Molecular analysis of formaldehyde‐induced mutations in human lymphoblasts and e. coli

Abstract

The molecular nature of formaldehyde (HCHO)‐induced mutations was studied in both human lymphoblasts and E. coli. Thirty HPRT⁻ human lymphoblast colonies induced by eight repetitive 150 μM HCHO treatments were characterized by Southern blot analysis. Fourteen of these mutants (47%) had visible deletions of some or all of the X‐linked HPRT bands, indicating that HCHO can induce large losses of DNA in human lymphoblasts. In E. coli, DNA alterations induced by HCHO were characterized with use of the xanthine guanine phosphoribosyl transferase (gpt) gene as the genetic target. Exposure of E. coli to 4 mM HCHO for 1 hr induced large insertions (41%), large deletions (18%), and point mutations (41%).
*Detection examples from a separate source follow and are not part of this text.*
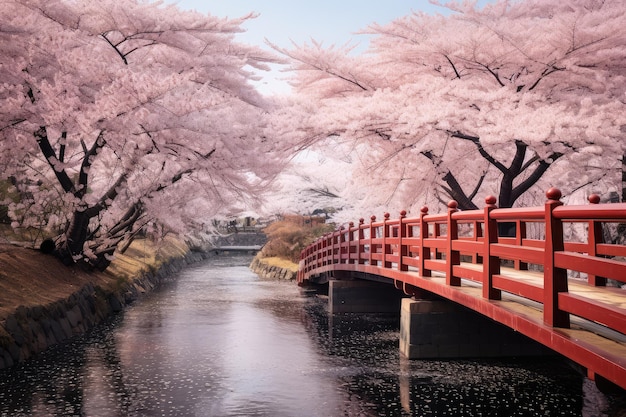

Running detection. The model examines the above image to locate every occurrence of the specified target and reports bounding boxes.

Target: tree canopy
[0,0,280,267]
[0,0,626,268]
[275,0,626,214]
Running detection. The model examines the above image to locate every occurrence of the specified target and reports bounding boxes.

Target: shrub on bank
[261,216,334,263]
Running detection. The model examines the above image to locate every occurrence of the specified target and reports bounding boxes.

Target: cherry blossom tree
[0,0,280,268]
[274,0,626,214]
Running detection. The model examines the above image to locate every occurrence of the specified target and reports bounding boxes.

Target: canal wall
[250,253,298,281]
[0,236,208,369]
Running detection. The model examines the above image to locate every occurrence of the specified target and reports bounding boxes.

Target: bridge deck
[314,263,626,388]
[298,193,626,389]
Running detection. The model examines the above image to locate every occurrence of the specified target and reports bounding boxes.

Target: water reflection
[0,257,624,417]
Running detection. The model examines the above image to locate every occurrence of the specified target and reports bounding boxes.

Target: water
[0,257,626,417]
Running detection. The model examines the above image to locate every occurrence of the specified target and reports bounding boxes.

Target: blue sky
[173,0,454,50]
[168,0,493,93]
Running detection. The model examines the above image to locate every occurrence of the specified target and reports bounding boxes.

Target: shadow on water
[0,256,626,417]
[296,290,626,417]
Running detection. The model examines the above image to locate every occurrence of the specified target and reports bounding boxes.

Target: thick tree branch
[35,126,76,193]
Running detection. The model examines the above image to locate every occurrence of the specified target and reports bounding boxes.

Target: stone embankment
[250,255,298,281]
[0,236,205,369]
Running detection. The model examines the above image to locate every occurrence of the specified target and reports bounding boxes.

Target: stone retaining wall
[250,256,297,281]
[0,252,205,369]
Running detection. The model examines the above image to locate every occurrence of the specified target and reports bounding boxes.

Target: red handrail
[298,188,626,333]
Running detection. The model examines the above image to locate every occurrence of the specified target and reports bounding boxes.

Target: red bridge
[298,188,626,389]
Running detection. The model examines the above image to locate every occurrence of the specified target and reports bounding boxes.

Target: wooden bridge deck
[298,189,626,389]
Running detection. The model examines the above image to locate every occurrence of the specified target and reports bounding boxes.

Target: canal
[0,256,626,417]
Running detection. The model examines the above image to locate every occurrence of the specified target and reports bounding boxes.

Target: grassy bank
[0,237,189,322]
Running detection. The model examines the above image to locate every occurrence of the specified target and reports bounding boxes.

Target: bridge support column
[400,298,550,359]
[328,280,404,314]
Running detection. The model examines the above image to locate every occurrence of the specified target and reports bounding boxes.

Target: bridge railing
[298,188,626,334]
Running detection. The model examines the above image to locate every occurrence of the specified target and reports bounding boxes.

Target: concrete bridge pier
[328,279,404,314]
[400,298,550,359]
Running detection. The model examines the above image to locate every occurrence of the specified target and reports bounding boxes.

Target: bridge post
[346,222,354,264]
[383,213,391,268]
[483,195,502,300]
[358,218,365,264]
[543,188,570,328]
[587,194,606,287]
[446,200,461,287]
[369,216,378,265]
[419,206,431,277]
[398,210,409,271]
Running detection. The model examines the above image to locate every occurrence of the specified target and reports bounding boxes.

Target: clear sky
[168,0,493,92]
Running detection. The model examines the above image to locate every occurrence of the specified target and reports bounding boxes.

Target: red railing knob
[546,187,562,201]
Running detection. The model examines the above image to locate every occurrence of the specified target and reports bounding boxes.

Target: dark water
[0,257,626,417]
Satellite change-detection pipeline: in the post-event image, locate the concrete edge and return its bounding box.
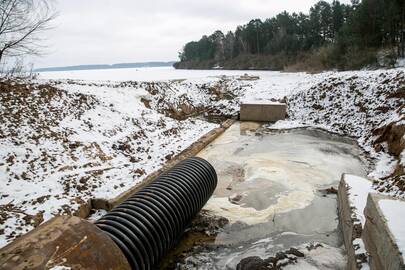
[363,193,405,270]
[90,119,236,211]
[338,174,366,270]
[0,216,131,270]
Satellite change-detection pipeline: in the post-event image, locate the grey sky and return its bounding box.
[34,0,349,67]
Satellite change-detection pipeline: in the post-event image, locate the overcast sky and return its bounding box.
[34,0,349,67]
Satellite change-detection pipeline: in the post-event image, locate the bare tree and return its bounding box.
[0,0,56,63]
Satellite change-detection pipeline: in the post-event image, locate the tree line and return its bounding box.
[176,0,405,69]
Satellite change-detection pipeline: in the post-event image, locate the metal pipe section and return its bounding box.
[95,157,217,270]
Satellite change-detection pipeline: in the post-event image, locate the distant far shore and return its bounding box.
[34,61,175,72]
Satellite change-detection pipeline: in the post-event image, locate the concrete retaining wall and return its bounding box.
[363,194,405,270]
[0,216,131,270]
[338,174,367,270]
[240,103,287,122]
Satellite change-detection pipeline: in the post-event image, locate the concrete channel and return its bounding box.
[169,122,366,269]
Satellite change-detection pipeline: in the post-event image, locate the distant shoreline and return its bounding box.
[34,61,176,72]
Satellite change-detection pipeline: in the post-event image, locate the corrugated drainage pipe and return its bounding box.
[96,157,217,269]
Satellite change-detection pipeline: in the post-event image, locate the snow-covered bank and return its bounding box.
[0,78,216,246]
[278,69,405,197]
[0,69,405,249]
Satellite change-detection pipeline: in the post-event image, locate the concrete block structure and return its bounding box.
[363,194,405,270]
[240,102,287,122]
[0,216,131,270]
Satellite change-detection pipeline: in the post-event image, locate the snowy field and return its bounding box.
[39,67,290,82]
[0,68,405,251]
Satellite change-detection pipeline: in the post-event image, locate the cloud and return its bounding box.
[34,0,348,66]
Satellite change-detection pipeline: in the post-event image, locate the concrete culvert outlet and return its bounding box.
[96,158,217,269]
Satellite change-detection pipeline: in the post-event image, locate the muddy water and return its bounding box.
[180,123,366,269]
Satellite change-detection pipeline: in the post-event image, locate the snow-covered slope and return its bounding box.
[0,68,405,246]
[273,69,405,196]
[0,78,216,246]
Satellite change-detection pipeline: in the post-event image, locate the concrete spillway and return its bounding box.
[177,123,366,269]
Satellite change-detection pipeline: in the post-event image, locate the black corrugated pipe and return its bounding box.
[96,157,217,270]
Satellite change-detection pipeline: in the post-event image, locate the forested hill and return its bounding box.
[175,0,405,71]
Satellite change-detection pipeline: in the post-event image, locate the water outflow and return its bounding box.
[96,157,217,270]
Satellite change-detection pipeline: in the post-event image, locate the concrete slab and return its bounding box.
[240,102,287,122]
[188,122,366,269]
[338,174,372,270]
[0,216,131,270]
[363,194,405,270]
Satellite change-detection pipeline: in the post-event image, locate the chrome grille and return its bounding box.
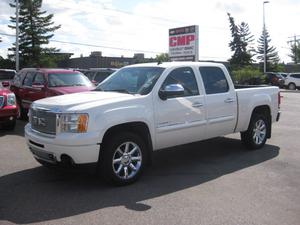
[30,108,56,134]
[0,96,4,109]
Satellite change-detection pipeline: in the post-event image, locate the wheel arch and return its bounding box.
[249,105,272,138]
[99,121,153,163]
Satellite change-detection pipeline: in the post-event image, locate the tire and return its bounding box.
[98,132,147,185]
[288,83,296,90]
[241,114,269,150]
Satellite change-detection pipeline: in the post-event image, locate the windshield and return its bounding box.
[0,71,15,80]
[48,73,93,87]
[96,67,164,95]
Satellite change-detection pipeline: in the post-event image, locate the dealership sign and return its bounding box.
[169,26,199,61]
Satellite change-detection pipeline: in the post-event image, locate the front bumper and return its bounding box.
[25,124,100,164]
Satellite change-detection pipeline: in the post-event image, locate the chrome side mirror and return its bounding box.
[158,84,184,100]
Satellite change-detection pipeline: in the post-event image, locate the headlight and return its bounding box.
[59,114,89,133]
[6,93,16,105]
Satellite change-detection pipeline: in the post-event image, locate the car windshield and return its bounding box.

Dideoxy DNA sequencing revealed that most of the point mutations were trans versions at GC base pairs. In contrast, exposure of E. coli to 40 mM HCHO for 1 hr produced 92% point mutations, 62% of which were transitions at a single AT base pair in the gene. Therefore, HCHO is capable of producing different genetic alterations in E. coli at different concentrations, suggesting fundamental differences in the mutagenic mechanisms operating at the two concentrations used. Naked pSV2gpt plasmid DNA was exposed to 3.3 or 10 mM HCHO and transformed into E. coli. Most of the resulting mutations were frameshifts, again suggesting a different mutagenic mechanism.